Festivity preparation is a rather grim, arduous task and not festive at all

Oct 25, 2004 11:43

I would like to inform everyone that this year's batch of pepper-up potion is completely disgusting and should be avoided at all costs; not only will your ears steam, but your tongue will turn white as well. I discovered this last week when, during Astronomy lab, Professor Sinistra took it upon herself to yank me away from my telescope and drag me down to Pomfrey's office in the hospital wing. It was there that a large phial of pepper-up was forced down my throat. Apparently, Sinistra claimed I looked "odd" and claimed that my forehead was "hot". All lies, of course. I don't know what she was playing at. I just happened to have a really good idea during our constellation lab, is all. I didn't realise that really good ideas were such disturbing events, particularly during class time.

At any rate, the really good idea is for the Hallowe'en "Ball". I hate the word "ball". Whose idea was it to call it a ball? That is the sort of word that makes girls behave peculiarly. When I asked Ermengarde if I might escort her, she grabbed the front of my robes and started squealing "REALLY? OH, REALLY? YOU MEAN IT? REALLY?" She pulled a button loose and half-strangled me. I almost recanted my invitation right then and there, but feared for the rest of my wardrobe.

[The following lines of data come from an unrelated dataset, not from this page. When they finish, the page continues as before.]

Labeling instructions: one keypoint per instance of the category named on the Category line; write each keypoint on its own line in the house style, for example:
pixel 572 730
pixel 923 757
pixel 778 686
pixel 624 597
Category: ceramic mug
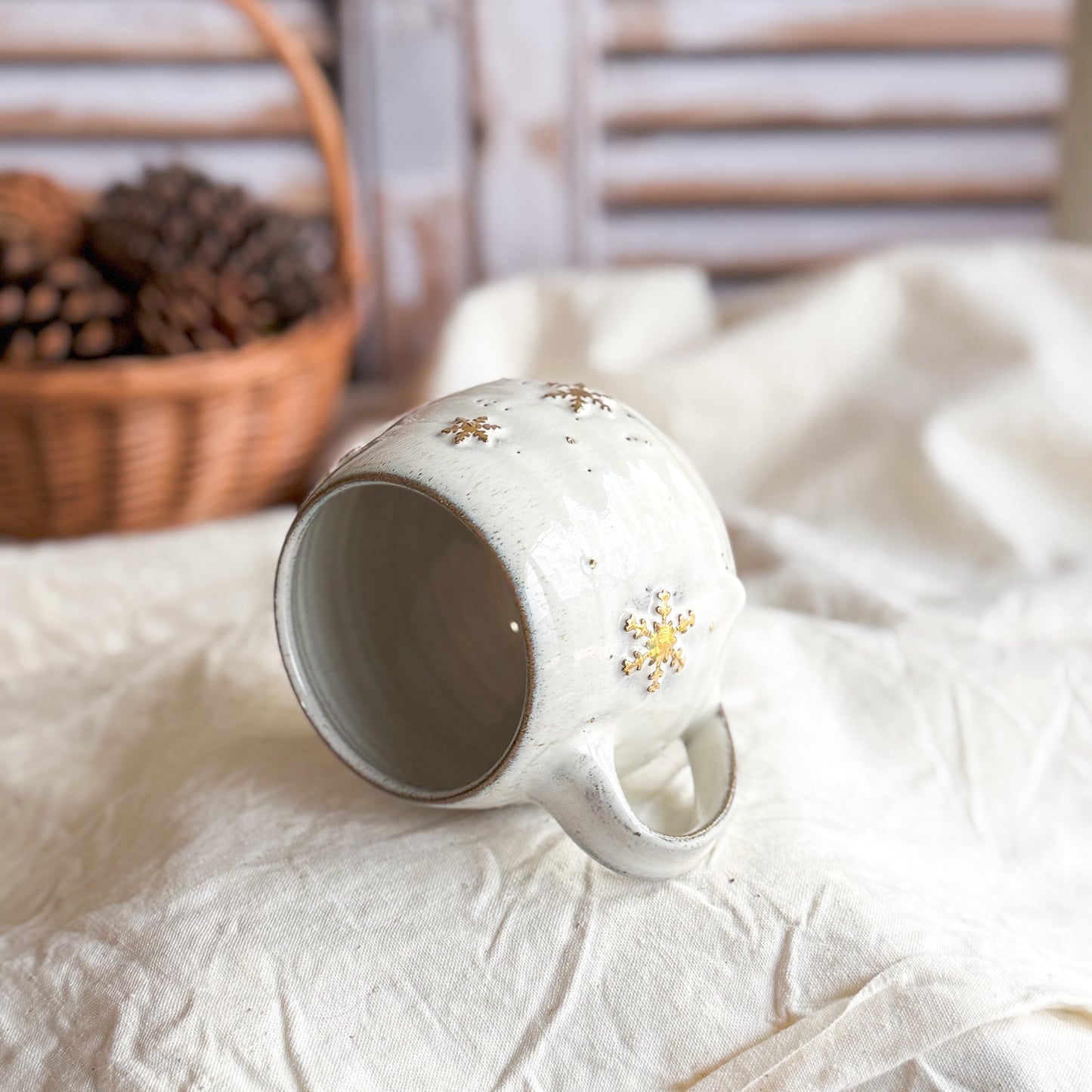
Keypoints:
pixel 515 594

Fortunately, I have other things to concern myself with. Crabbe, Goyle... you two still take Care of Magical Creatures, yes? Tell that Hagrid person that we will require some of those giant-sized pumpkins for the jack-o-lanterns. Blaise, I'll need you to scour the kitchens for what we talked about earlier. Actually, you shouldn't even need to scour. Just ask a house elf--in my experience they are more than eager to please, no matter what the request. Pansy, I assume your own contribution was in the owl package I received this morning? You really could have attached an explanatory card with that, you know. Though I'll say I'm glad that you thought of it--I myself was looking all over the castle for more like this, but they appear to be in short supply.

Has anyone ever tried to talk to the Bloody Baron before? When I was a second year I accidentally sat on him at dinner. He was in my usual chair, so I didn't think to inspect if for ghostly occupants. Sitting on him--in him, really--was like being submerged in an ice bath. He didn't say anything to me, though. Just slowly wafted away, with his bloodstains glimmering. Last night I discovered him squashed into a grate in the dungeon floor. He was entirely unresponsive. Perhaps he was sleeping... if ghost's sleep.